Agent Communication Protocol
SuspiciousAudited by ClawScan on May 10, 2026.
Overview
This is a coherent ACP integration, but it asks the agent to install unpinned remote plugin code, opens broad inter-agent communication, can publish local agent profile data, and can grant a remote owner full command/file authority.
Install only if you trust the ACP plugin source and are comfortable with a persistent network channel. Pin and review the plugin code, restrict allowFrom to trusted AIDs, verify ownerAid carefully, avoid exposing seedPassword, and review any generated agent.md before it is synced publicly.
Findings (5)
Artifact-based informational review of SKILL.md, metadata, install specs, static scan signals, and capability signals.
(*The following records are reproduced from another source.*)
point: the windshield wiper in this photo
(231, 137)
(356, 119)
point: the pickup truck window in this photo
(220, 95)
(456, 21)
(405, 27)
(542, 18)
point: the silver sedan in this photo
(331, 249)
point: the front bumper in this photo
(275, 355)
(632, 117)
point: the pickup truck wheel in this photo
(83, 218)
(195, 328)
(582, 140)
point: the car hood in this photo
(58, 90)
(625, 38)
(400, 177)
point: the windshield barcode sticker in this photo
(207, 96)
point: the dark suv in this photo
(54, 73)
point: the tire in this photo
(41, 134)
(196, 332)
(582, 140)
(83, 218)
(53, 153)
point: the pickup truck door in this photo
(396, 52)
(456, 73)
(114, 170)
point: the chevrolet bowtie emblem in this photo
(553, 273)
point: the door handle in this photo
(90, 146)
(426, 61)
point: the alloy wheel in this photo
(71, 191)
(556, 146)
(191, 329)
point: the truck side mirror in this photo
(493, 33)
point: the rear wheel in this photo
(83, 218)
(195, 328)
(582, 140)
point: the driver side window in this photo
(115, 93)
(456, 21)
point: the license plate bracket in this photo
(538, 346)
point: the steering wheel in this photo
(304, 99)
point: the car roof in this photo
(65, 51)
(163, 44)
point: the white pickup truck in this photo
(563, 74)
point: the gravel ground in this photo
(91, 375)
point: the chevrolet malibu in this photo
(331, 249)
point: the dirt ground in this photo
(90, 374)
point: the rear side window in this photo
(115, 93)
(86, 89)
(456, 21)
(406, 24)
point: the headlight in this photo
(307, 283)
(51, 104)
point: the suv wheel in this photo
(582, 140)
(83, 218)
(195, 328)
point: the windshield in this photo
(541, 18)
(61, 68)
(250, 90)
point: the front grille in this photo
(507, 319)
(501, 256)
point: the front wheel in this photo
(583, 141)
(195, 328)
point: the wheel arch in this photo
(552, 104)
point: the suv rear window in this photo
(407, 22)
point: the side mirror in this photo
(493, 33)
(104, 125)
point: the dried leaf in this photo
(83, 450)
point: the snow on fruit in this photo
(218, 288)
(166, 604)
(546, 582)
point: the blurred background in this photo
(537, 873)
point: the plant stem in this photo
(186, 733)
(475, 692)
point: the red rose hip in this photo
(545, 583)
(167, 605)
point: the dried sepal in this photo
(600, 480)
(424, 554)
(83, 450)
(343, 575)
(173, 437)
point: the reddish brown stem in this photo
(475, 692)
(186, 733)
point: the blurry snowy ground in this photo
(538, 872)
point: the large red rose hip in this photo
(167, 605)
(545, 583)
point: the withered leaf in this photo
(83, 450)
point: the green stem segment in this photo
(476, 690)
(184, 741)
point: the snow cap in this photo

ClawScan does not execute the skill or run runtime probes.
Installing or updating could run code that was not reviewed as part of this skill package and that may have broad gateway privileges.
The install path pulls mutable remote code and npm dependencies into the OpenClaw extensions directory without a pinned commit, lockfile, or reviewed code in the supplied artifacts.
优先从 GitHub 克隆:`https://github.com/coderXjeff/openclaw-acp-channel.git` ... 使用 Gitee 镜像 ... 安装依赖(npm install)。
Install only from a trusted, reviewed, pinned commit or release; inspect the repository and dependency lockfile before enabling the gateway extension.
If the configured owner identity is wrong or compromised, a remote party could control the local agent and modify files or run commands.
A remote ACP identity can be granted full local command, file modification, and agent capability access, with no artifact-described per-action approval or scope limit for owner messages.
**Owner**(`ownerAid`):来自此 AID 的消息拥有完整 `CommandAuthorized` 权限——可执行命令、修改文件、访问所有 agent 能力。
Set ownerAid only to a verified identity, restrict inbound senders, require human approval for command/file actions where possible, and audit owner-initiated activity.
Anyone with access to the transcript or logs may see the ACP seed password and potentially reuse it for the configured identity.
The completion template prints the generated ACP seedPassword into the conversation/report even though it functions as an account secret.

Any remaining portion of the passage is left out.